シャネルの5番
旧盆のおわりの夜、ふと思い立って香水を部屋にふきかけた。
ミストがふわっとひろがって、いつも愛用するアロマとは違う、
「パルファム」の香を感じたときに、
ずっと前に亡くなった、母方の伯母のことを思い出した。
不思議な縁で、
私はもうすこしでその伯母と同じ名前になりそうだったそうだ。
父方の祖父が小説家の三浦綾子のファンで、その夫がまた聡明なすばらしい方なのだが、なぜか祖父は「綾子」でなくて、三浦綾子の夫の名前を名づけようとしたらしい。
そしてそれは伯母と同じ名前だった。
その伯母と私が過ごせた時間はあまり多くはなかったけれど、
幼くてあかぬけない私の爪に、ワインレッドのマニキュアを塗ってくれたのを
今でもよく覚えている。
化粧っけのない母と違い、伯母は派手好みの装いで華があり、子供心に憧れていた。
母性と男性性というイメージの私の母と違って、
私にとって伯母は「大人の女性」という存在だった。
私が大人になったある日、
母が伯母のことで、いままで知らなかった話をした。
伯母は派手な印象であったから、その田舎の空気が肌にあわなかったのだろう、
ある出来事を起こして(それはよく聞く話ではあるのだけど)
祖母をたいへん悲しませたのだという。
母はそのことで伯母のことを当時嫌悪していたと言っていて、私は母のそんな側面にすこし驚いた。(形見の服やアクセサリーを大事にしているし、今はそういう感情も薄れているようだけれど)

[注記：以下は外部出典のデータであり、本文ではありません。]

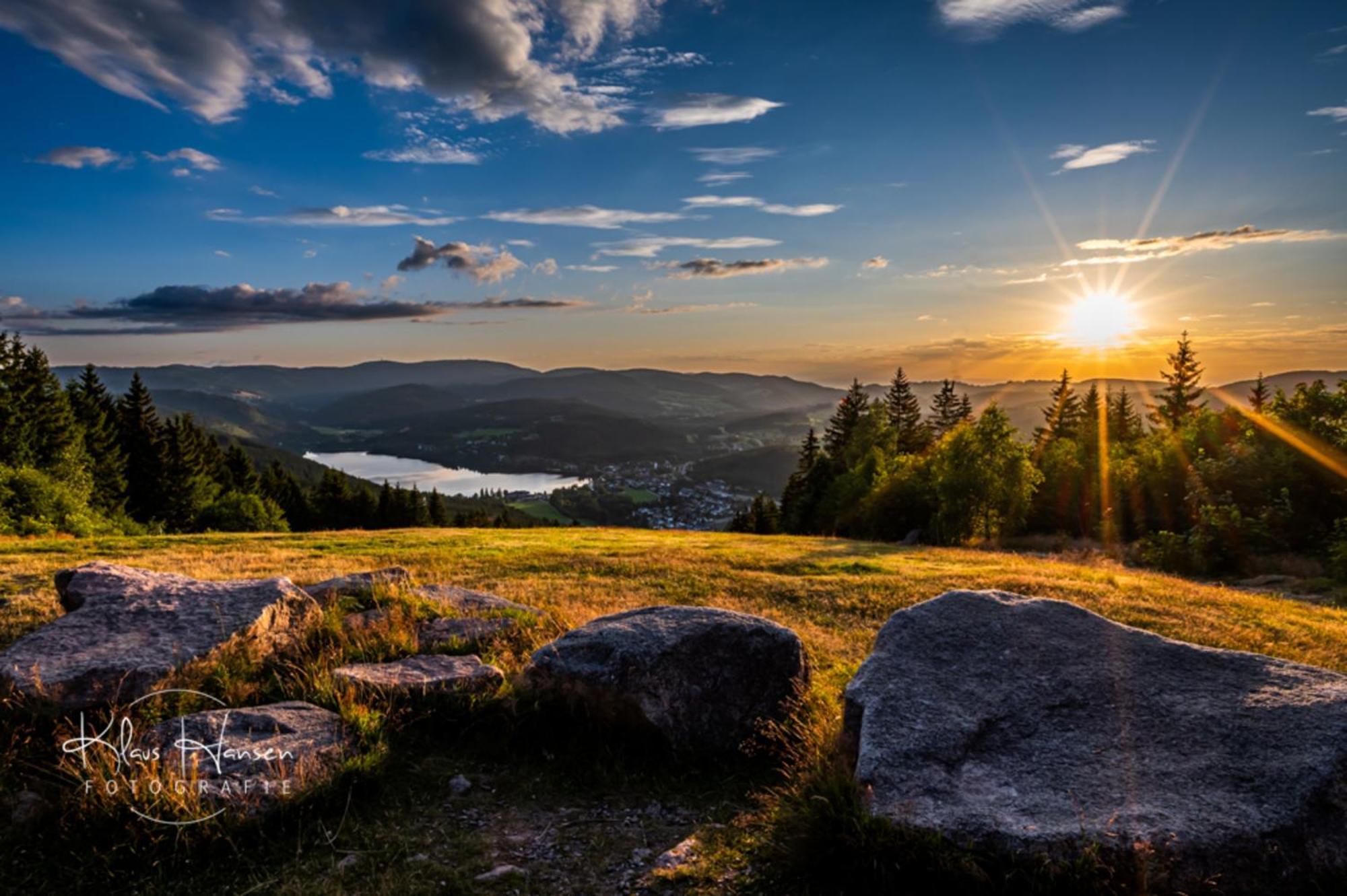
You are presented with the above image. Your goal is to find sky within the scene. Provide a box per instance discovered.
[0,0,1347,384]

そして母はその話をすることで、私の女性性の発露のようなもの、そういう行動に、明確に、釘を刺したのだ。
祖父が私に名づけようとしたとき、母は「伯母と同じ名前だから」とやんわりと断ったのだという。私は伯母と同じ名にはならなかったし、同じ道は歩まなかった。
でも心のどこかに、伯母がいる。
幼いあのとき、爪を赤く塗ってもらった時間のこと、なんだか秘密にしておきたいような高揚感を覚えている。
シャネルの5番の香りに、祖母を悲しませてまでも、自分の心に従ったのであろう、伯母の生涯を偲んだ。